The next issue, which is not a new one, is healthcare. Even with Republicans taking control of the Senate, major changes in the Affordable Care Act (Obamacare) are unlikely. One sector that may benefit, however, includes medical device companies, because the controversial Medical Device Tax could be repealed. This is a ‘gross’ tax, which is not an editorial comment; it’s an accounting term. It is a tax that is applied to gross sales, not profits, so that even if a company is losing money on an innovative new medical device, it will still pay this hefty extra tax of 2.3%. Stocks of companies in this sector could outperform if this repeal looks like it has a reasonable shot. There is also likely to be a push to expedite drug and medical device approval through the Food & Drug Administration (FDA). So although healthcare companies are typically expected to outperform if Democrats lead, they may do well in this two year period either way.

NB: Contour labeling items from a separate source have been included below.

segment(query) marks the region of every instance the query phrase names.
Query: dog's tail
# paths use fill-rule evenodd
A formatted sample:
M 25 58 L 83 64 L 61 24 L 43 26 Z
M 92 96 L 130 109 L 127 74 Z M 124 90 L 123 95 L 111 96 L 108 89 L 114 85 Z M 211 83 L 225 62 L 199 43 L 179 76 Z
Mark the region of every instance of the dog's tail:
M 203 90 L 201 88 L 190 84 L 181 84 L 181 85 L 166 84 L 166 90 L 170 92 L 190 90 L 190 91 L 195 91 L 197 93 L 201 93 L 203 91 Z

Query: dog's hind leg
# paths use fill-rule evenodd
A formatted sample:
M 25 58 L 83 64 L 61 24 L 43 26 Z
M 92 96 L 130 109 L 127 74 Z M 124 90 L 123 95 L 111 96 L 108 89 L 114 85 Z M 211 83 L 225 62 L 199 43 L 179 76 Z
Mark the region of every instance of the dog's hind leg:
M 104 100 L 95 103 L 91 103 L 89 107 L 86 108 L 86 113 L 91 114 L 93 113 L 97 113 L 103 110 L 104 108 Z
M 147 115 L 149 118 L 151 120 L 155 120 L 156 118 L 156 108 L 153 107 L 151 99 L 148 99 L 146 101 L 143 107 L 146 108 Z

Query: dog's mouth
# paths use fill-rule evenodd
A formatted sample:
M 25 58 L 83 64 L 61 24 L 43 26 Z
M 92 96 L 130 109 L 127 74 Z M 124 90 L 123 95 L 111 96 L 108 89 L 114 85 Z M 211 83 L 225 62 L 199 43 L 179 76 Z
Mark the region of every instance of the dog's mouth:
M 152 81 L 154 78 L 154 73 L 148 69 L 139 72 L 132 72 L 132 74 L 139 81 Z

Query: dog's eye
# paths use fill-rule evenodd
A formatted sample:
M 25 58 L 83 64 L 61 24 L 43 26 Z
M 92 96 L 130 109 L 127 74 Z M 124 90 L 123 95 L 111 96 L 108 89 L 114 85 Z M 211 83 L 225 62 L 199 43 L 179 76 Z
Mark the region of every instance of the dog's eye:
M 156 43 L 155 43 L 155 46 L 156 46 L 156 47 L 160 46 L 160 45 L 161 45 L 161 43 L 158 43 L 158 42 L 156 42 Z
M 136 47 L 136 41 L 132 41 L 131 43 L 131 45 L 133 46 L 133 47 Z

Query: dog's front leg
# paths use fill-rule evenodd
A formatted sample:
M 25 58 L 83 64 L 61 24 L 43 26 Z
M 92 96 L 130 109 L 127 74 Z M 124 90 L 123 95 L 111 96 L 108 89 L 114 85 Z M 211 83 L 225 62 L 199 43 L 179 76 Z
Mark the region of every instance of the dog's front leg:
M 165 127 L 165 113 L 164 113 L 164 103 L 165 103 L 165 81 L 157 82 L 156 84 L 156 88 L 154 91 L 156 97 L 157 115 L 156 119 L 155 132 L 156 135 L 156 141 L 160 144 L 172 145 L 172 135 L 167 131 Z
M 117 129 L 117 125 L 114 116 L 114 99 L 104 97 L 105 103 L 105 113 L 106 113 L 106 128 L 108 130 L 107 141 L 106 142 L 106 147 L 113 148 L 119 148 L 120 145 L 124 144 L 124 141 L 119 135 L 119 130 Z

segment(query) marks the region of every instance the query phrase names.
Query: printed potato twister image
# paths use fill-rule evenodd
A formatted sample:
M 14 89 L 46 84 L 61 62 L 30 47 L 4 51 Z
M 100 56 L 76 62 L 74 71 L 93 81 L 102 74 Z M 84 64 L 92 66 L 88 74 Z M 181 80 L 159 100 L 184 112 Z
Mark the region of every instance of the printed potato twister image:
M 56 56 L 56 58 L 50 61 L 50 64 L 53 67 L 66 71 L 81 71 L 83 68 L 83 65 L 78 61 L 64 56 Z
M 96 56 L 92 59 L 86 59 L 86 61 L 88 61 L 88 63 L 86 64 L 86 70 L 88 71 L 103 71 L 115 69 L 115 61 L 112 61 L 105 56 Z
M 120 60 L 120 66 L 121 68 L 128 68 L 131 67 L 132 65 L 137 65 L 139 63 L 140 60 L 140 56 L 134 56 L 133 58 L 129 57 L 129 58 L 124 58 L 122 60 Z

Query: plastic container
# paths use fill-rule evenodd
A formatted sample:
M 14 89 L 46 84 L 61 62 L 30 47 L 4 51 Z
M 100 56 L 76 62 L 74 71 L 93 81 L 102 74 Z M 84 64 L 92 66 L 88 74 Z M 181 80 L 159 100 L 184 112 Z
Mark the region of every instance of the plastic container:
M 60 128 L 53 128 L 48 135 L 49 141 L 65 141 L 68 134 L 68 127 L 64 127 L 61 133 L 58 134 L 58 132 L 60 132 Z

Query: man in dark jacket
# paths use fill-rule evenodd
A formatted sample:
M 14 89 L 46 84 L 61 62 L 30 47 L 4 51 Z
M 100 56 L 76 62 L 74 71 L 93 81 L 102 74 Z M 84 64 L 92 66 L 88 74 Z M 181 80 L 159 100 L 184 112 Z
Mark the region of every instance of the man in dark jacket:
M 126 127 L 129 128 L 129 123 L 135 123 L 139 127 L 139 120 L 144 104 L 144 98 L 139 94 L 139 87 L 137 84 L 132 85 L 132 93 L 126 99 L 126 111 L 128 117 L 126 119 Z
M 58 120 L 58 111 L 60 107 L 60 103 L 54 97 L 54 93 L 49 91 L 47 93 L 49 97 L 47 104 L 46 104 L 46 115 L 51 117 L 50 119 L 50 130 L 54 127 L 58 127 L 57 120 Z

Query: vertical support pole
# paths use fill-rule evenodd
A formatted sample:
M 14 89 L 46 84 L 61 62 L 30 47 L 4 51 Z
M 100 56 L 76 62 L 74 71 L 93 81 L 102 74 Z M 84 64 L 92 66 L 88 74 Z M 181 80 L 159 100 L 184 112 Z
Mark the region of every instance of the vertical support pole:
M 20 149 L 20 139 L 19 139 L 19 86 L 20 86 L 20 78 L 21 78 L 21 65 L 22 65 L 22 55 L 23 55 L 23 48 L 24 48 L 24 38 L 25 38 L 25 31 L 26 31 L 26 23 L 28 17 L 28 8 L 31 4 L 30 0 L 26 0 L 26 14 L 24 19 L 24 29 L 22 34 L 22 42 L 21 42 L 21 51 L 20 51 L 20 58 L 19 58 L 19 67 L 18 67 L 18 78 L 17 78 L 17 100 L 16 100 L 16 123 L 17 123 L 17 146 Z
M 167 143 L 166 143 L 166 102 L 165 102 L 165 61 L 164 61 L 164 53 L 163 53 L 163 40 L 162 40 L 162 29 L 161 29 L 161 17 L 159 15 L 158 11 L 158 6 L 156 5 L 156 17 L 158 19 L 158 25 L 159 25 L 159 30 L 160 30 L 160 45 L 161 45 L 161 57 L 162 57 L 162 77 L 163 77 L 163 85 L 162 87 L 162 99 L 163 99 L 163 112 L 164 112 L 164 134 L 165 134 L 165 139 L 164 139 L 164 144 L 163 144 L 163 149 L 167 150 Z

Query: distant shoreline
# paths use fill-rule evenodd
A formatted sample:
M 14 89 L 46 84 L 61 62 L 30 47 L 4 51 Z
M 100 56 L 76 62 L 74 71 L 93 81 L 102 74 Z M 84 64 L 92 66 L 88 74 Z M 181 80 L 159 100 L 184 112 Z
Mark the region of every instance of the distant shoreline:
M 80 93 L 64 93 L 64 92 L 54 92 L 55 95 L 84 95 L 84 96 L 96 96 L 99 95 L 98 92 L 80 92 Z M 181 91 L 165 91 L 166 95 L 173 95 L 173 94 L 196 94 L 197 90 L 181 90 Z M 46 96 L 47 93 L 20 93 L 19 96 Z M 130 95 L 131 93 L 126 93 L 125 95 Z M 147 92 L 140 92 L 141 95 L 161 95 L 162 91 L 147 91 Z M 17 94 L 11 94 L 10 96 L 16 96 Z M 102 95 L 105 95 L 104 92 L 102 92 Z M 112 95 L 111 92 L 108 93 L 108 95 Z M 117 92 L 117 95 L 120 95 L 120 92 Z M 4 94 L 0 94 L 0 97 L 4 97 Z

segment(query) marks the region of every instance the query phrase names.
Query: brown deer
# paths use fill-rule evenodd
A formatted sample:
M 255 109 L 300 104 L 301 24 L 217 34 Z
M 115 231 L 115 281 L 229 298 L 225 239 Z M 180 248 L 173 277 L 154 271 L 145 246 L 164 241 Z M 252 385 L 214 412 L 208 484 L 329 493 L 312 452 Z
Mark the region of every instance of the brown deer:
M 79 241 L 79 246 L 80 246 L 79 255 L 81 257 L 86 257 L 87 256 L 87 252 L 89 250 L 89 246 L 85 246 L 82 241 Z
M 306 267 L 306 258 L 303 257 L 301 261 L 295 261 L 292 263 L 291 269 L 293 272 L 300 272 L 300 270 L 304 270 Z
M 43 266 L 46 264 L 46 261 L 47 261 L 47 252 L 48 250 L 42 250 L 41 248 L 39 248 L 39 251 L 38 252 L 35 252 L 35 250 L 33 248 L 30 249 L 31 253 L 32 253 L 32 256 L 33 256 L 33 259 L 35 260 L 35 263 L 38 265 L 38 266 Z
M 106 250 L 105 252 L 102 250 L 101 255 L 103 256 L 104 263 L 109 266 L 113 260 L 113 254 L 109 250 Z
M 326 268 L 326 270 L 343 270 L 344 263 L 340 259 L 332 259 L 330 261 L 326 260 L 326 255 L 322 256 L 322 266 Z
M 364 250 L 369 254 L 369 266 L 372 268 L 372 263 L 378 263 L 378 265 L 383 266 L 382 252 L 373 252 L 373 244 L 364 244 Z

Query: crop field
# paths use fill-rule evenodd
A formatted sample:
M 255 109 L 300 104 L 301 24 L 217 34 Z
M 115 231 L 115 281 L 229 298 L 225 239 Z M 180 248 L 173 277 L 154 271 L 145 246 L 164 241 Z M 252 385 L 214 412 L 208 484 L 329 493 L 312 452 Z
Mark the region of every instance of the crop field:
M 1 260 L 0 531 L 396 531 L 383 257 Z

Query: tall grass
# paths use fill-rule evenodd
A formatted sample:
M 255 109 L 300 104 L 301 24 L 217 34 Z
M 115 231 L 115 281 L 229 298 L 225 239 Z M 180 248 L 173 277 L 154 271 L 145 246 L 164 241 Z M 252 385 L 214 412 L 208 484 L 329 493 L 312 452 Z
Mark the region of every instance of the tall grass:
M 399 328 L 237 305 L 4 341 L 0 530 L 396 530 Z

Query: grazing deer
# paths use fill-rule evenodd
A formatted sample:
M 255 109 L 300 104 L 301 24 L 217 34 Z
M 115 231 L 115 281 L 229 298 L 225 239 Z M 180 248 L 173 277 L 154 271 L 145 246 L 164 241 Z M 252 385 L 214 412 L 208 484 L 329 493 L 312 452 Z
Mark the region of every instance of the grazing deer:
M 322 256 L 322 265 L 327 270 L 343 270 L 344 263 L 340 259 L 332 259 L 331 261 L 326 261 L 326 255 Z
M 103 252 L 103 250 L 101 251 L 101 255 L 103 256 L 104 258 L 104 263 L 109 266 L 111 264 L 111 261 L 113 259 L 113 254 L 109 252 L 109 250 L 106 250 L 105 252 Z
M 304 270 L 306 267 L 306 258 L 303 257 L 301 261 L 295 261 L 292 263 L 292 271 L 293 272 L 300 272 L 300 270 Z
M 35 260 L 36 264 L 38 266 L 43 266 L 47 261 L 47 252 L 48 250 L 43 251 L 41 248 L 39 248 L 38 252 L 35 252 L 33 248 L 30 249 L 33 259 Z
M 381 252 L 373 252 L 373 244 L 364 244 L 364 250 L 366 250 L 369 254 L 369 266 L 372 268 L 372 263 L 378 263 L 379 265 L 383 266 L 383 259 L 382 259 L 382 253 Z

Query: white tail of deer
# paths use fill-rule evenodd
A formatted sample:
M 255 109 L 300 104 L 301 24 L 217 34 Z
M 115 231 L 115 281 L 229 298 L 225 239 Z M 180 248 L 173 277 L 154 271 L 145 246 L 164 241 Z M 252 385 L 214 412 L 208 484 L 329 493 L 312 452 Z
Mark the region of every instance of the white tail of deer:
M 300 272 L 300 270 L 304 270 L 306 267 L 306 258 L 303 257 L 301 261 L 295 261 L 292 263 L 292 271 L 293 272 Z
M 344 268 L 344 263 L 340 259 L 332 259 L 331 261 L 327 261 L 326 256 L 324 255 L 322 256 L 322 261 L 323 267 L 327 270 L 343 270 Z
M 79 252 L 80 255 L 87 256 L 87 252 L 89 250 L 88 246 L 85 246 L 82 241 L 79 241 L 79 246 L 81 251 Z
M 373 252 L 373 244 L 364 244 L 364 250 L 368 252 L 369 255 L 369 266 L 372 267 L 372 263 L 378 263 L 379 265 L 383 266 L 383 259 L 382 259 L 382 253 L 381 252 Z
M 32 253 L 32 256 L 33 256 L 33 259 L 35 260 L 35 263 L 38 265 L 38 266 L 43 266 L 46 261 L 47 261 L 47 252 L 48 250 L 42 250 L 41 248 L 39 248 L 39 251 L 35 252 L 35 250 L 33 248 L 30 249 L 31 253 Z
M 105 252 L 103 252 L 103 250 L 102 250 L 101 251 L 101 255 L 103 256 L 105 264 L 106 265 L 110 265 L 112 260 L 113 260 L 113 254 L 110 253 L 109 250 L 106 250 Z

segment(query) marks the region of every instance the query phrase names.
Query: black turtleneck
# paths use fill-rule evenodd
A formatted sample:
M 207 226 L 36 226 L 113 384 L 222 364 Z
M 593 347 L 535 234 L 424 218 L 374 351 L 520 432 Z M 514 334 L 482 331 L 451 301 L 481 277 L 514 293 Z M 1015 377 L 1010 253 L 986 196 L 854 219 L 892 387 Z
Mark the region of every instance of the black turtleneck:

Another issue at the forefront the next couple years is energy.   It is likely that the U.S. ban on crude oil exports may completely end, or at least loosen further. There are already some exceptions, and production in the U.S. is up significantly. Our trade deficit is improving as we produce more energy domestically; there is a very real tradeoff between our increased production and lower imports. Approval of the TransPacific Partnership is also very possible, and would further benefit energy companies. The Keystone Pipeline has a comfortable range of support now and should get approved in this two-year period.

Why would President Obama consider going against some in his party to increase oil production and exports? Three reasons: 1) It would further boost the U.S. economy; 2) It could help our allies, South Korea and Japan, who need new energy sources; and 3) It would pressure Iran and Russia by depressing global oil prices. Russia needs an estimated $110/barrel Brent Crude to break even on budget. Brent is currently trading at $82/barrel. Keeping the price low by increasing world supply essentially puts Russia in fiscal hardship. And that is a very good thing. The potential benefit for our domestic economy is undeniable. Energy-focused states are driving U.S. growth as it is; recently housing starts in the city of Houston, Texas nearly equaled starts for the entire state of California.



A final area of political/legislative emphasis is defense. This sector may benefit more with a Republican Senate, but spending was likely to increase either way due to geo-political events of the past six months. These hotbed areas are likely to remain a concern over the next couple years and prior deep defense spending cuts may be reconsidered. Even conservative legislators have been more influenced by ‘deficit hawks’ versus ‘defense hawks’ and consequently supported defense spending cuts in recent years, but the tide of public support is turning as Russia, Iran, Iraq, etc. dominate headlines.



So, what do we expect from the economy, politics and the markets over the next two years? There are several reasons to be optimistic. First, the S&P 500 has not declined over the twelve months following a mid-term election since 1946. In fact, performance on average has been very strong – average +16%.   What is the reason behind this outperforming record? A few things: an end to Uncertainty, a general air of ‘political risk aversion’, and increased compromise. As the focus shifts to the general election in 2016, both parties may move to center and bipartisan collaboration is more likely.